Analysis of an exhaustive search algorithm in random graphs and the n^{c\log n} -asymptotics

TL;DR

This paper investigates the expected computational cost of a naive exhaustive search algorithm for maximum independent sets in random graphs, revealing an unusual asymptotic order and analyzing its distribution.

Contribution

It introduces a detailed analysis of the n^{c log n} asymptotic behavior of the algorithm's cost and demonstrates the normal distribution of this cost under a random graph model.

Findings

Expected cost is of order n^{c log n} in random graphs.

The distribution of the algorithm's cost is asymptotically normal.

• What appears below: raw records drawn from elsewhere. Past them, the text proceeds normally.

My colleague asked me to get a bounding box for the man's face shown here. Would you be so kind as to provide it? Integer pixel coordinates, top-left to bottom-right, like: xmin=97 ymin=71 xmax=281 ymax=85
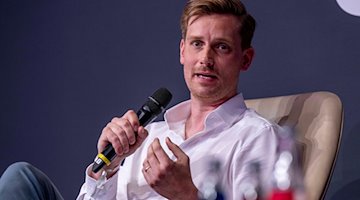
xmin=180 ymin=14 xmax=254 ymax=103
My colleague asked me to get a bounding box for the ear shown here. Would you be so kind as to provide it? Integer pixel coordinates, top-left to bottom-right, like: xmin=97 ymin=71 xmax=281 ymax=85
xmin=240 ymin=47 xmax=255 ymax=71
xmin=180 ymin=39 xmax=185 ymax=65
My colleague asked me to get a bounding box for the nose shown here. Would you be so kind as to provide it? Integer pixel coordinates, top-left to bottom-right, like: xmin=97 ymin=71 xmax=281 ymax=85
xmin=200 ymin=47 xmax=214 ymax=67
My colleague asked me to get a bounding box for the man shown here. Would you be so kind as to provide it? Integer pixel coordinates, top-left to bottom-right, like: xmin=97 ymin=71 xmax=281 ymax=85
xmin=0 ymin=0 xmax=278 ymax=200
xmin=78 ymin=0 xmax=277 ymax=199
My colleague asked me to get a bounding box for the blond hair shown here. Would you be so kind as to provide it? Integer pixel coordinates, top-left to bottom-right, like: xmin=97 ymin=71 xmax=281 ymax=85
xmin=180 ymin=0 xmax=256 ymax=49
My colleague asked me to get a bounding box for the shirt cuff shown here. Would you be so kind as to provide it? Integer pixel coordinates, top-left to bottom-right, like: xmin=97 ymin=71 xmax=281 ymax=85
xmin=84 ymin=164 xmax=118 ymax=199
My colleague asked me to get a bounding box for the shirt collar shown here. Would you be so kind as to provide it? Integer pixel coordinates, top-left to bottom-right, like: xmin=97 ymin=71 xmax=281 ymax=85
xmin=164 ymin=93 xmax=247 ymax=130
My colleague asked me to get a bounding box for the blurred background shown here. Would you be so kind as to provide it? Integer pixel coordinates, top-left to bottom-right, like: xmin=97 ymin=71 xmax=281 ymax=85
xmin=0 ymin=0 xmax=360 ymax=200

The developed approach can be applied to other graph algorithms.

Abstract

We analyze the cost used by a naive exhaustive search algorithm for finding a maximum independent set in random graphs under the usual G_{n,p} -model where each possible edge appears independently with the same probability p. The expected cost turns out to be of the less common asymptotic order n^{c\log n}, which we explore from several different perspectives. Also we collect many instances where such an order appears, from algorithmics to analysis, from probability to algebra. The limiting distribution of the cost required by the algorithm under a purely idealized random model is proved to be normal. The approach we develop is of some generality and is amenable for other graph algorithms.